Wrist Dislocation

Wrist Dislocation

Brooks Ficke

Nileshkumar M. Chaudhari


  • Definition

    • Dislocation of the radiocarpal joint, with or without

      • Radial styloid fracture

      • Dorsal or volar rim avulsion fractures

    • In the category of carpal instability nondissociative

    • This topic does not include articular shear fractures (“Barton” variants), perilunate dislocations, or instability related to distal radius malunion or rheumatoid arthritis.

  • Pathoanatomy

    • Proximal carpal row linked to distal radius by the volar (radioscaphocapitate [RSC], short radiolunate [SRL], long radiolunate[LRL]) and dorsal (dorsal radiocarpal [DRC]) extrinsic wrist ligaments

    • Radiocarpal dislocation requires either near-global ligament disruption or a fracture that disrupts the stability of the osseous insertion of the ligaments.

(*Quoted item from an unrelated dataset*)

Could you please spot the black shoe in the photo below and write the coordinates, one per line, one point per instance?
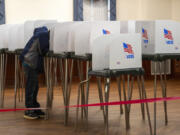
(30, 115)
(40, 113)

      • Volar ligaments are typically avulsed from their origin on the distal radius.

        • One report of avulsion distally from the carpal insertions1

      • If a radial styloid fracture is greater than one-third the width of the scaphoid fossa, the RSC and LRL origins usually remain attached to the fractured fragment.2

      • DRC and capsule may avulse small fragments from the dorsal distal radius.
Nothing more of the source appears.